Use the Matrix Inverse Calculator at rrefmatrixcalc.com/matrix/inverse. It applies Gauss-Jordan elimination to the augmented matrix [A|I] to find A⁻¹, showing every step. Alternatively, for a 2×2 matrix [[a,b],[c,d]], A⁻¹ = (1/(ad−bc)) · [[d,−b],[−c,a]].

Try the matrix inverse calculator →

What is the null space of a matrix?

The null space (kernel) of A is the set of all vectors x such that Ax = 0. Its dimension (nullity) equals n − rank(A) by the rank-nullity theorem. Free variable columns in RREF correspond to null space dimensions. Find a basis by solving Ax = 0 in augmented matrix form.

See the linear algebra basics guide →

Can I export the RREF solution as LaTeX?

Yes. After computing RREF, use the LaTeX export button to copy the full step-by-step solution in LaTeX format, suitable for pasting into academic papers, homework submissions, or LaTeX editors.

What is a pivot in linear algebra?

A pivot is the leading entry (first non-zero entry) in a row after row reduction. In RREF, every pivot equals exactly 1, and all other entries in its column are 0. The number of pivots equals the rank of the matrix. Pivot columns correspond to basic variables; non-pivot columns to free variables.
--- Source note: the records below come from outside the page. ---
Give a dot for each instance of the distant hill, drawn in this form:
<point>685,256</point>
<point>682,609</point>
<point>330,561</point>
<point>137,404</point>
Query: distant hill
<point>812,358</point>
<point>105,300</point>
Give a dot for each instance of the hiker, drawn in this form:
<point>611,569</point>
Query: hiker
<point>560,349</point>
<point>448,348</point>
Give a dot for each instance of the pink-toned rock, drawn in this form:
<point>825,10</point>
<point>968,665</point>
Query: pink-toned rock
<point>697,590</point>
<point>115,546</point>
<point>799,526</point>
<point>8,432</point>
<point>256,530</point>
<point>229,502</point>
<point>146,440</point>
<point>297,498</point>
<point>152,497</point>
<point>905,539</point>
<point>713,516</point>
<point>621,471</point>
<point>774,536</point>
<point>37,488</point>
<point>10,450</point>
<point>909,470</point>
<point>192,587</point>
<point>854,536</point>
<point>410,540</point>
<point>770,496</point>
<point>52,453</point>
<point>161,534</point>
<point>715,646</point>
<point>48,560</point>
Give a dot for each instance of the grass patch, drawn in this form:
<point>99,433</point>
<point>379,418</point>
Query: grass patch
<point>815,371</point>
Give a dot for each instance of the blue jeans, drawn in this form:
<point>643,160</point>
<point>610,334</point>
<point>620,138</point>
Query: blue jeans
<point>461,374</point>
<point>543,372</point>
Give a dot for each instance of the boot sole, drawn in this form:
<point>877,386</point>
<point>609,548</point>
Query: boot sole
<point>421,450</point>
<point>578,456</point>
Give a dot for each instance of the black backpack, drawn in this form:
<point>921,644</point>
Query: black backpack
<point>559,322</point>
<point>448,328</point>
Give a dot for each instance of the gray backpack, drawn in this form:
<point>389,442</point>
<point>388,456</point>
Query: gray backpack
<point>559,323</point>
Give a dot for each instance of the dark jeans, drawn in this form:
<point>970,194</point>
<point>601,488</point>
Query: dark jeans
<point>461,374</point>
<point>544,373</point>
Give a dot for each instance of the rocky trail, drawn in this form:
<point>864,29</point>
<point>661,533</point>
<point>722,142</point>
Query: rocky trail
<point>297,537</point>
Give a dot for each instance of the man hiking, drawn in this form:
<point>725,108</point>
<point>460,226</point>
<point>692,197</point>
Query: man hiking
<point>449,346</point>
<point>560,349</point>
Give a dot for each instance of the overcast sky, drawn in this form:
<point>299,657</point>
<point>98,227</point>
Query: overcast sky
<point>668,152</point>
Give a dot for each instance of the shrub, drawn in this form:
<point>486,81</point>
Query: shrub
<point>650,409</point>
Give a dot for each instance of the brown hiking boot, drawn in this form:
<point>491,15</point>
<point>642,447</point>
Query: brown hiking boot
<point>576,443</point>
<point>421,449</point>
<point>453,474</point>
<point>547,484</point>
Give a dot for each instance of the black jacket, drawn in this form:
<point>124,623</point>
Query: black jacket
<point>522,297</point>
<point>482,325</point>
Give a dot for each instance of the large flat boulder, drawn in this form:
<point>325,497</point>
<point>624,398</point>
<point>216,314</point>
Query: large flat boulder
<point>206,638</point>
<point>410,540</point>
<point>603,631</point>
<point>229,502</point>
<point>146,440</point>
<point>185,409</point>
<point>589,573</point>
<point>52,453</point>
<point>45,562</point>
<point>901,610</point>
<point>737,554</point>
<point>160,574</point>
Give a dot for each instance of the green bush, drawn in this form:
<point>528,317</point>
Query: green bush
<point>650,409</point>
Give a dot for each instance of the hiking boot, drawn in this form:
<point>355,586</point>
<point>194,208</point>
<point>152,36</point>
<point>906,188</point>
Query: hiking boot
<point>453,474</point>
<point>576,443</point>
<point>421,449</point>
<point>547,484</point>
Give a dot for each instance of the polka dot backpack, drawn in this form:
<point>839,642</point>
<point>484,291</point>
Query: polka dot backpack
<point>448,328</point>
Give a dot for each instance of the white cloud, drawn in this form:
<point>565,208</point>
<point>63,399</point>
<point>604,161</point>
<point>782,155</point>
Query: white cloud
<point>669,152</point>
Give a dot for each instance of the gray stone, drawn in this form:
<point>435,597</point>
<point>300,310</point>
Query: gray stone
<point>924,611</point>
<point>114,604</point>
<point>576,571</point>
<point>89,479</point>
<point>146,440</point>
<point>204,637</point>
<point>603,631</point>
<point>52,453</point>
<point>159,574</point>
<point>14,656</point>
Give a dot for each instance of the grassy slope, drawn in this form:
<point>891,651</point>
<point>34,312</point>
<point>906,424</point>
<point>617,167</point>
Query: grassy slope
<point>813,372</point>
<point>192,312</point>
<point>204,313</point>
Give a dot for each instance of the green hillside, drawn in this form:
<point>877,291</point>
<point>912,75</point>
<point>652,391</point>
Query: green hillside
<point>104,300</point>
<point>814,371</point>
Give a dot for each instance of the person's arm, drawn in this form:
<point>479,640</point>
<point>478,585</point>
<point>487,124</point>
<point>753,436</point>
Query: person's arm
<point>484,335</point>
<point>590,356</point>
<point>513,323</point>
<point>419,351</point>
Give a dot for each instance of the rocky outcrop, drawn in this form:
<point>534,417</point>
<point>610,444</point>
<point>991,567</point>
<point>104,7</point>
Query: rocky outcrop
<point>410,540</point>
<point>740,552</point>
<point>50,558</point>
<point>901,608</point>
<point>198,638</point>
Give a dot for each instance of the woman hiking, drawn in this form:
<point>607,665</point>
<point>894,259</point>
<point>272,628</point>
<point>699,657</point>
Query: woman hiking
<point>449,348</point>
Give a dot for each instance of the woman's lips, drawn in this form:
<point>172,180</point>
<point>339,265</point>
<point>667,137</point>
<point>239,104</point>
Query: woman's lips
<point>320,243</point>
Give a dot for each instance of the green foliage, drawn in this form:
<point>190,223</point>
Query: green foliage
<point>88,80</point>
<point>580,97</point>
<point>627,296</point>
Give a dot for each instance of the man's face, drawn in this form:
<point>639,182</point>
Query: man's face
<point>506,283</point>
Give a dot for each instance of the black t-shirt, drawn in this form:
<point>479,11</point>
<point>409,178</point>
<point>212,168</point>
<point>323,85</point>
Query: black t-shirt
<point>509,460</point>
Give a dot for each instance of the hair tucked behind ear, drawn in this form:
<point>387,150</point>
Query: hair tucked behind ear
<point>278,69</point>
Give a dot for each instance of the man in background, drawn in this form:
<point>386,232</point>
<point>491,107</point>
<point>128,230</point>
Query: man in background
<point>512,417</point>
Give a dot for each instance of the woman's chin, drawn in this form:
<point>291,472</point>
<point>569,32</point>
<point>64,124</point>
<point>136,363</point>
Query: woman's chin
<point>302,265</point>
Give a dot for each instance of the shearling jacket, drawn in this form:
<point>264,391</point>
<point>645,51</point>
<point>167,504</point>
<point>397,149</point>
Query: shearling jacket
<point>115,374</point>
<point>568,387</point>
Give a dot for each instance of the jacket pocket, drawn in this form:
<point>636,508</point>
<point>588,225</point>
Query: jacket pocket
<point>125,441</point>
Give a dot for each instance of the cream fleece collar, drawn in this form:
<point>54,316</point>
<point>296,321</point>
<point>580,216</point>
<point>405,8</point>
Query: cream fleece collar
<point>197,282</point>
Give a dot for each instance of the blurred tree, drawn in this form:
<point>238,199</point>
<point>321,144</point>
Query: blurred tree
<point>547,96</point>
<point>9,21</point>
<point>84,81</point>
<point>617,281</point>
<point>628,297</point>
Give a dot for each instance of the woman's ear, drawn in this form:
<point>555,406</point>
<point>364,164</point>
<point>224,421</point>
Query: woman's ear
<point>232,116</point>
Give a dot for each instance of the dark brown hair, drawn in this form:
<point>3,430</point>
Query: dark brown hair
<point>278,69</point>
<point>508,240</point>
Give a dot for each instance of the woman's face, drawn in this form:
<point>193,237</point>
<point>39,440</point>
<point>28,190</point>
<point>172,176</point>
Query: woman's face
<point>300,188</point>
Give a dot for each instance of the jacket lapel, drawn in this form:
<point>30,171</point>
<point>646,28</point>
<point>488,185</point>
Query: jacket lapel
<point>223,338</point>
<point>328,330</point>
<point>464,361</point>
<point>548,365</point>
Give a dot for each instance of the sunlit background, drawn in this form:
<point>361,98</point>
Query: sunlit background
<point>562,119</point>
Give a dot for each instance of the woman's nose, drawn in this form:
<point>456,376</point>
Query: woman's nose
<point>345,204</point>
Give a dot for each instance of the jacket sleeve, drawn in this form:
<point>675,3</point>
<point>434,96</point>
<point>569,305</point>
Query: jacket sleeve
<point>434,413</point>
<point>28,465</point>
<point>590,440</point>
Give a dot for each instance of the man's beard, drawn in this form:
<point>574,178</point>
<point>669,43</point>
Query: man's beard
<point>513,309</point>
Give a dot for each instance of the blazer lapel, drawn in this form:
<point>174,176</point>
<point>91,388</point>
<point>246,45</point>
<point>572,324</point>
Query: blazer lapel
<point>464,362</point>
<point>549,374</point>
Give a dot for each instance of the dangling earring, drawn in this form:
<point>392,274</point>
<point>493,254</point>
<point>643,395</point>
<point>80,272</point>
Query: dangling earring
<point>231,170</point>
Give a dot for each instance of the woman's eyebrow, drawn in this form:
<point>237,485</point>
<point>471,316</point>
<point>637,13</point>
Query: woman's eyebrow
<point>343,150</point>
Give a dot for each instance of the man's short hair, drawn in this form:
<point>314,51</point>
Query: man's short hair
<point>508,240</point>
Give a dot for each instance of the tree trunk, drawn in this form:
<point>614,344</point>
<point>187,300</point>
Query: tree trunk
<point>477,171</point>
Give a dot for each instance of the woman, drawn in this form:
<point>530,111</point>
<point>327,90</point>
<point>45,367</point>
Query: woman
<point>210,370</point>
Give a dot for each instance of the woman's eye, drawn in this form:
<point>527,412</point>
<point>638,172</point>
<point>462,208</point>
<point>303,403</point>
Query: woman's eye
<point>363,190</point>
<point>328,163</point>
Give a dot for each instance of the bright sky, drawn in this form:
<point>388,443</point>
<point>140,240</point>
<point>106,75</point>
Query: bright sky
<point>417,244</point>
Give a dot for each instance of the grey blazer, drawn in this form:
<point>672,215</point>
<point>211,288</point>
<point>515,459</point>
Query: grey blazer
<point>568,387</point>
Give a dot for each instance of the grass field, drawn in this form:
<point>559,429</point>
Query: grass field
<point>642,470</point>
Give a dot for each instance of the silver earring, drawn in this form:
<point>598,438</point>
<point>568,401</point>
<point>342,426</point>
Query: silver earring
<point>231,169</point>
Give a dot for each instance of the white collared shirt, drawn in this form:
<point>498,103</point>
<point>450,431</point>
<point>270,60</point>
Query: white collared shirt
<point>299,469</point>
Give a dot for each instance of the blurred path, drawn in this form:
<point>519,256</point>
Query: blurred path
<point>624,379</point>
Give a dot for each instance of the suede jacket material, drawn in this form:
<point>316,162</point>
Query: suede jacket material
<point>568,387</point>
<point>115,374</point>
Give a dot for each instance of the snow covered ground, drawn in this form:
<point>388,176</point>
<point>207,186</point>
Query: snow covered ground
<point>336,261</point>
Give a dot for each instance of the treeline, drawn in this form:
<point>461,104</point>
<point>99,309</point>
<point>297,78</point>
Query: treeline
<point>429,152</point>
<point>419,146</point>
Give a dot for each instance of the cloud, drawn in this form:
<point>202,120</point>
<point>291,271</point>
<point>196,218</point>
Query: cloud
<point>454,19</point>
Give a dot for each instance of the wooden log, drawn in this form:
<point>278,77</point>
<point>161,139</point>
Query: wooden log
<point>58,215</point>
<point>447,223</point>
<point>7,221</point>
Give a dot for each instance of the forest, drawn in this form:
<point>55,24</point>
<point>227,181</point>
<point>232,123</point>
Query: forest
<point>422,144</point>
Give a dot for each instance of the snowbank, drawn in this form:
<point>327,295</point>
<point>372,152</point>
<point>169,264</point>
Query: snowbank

What does a zero row in RREF mean?

In the coefficient matrix alone, a zero row means the rows are linearly dependent and the matrix has rank less than the number of rows. In an augmented matrix [A|b]: if the zero row has a 0 on the right too, it adds no information (infinitely many solutions possible). If it has a non-zero right-hand side, the system is inconsistent (no solution).

How do I solve a system of equations with a matrix?

Write the system as an augmented matrix [A|b] — coefficients of each variable as columns, constants as the last column. Then apply Gauss-Jordan elimination (this calculator does it for you) to reach RREF. Read the solution from the last column, or identify free variables if infinitely many solutions exist.

See the solving linear systems guide →

Is the RREF of a matrix unique?

Yes. Every matrix has exactly one RREF, regardless of which sequence of row operations is used to reach it. This is the RREF uniqueness theorem (Theorem 1 in Lay's Linear Algebra, §1.2). This makes RREF a canonical form — useful for comparing matrices and verifying work.

What is a free variable in a linear system?

A free variable is a variable whose column has no pivot in RREF. Free variables can take any real value (they are parameters). Basic variables (pivot columns) are determined by the free variables. A system with k free variables has infinitely many solutions parameterized by k parameters.

Does row reduction change the solution set of a linear system?

No. Elementary row operations produce row-equivalent matrices, which have exactly the same solution set. This is the fundamental theorem justifying row reduction: transforming [A|b] to RREF does not change which vectors x satisfy Ax = b.

Can I use this calculator on my phone?

Yes. The RREF calculator is fully mobile-responsive. The matrix input grid adapts to smaller screens, and the step-by-step solution panel scrolls horizontally for wide matrices. All features work on iOS and Android browsers.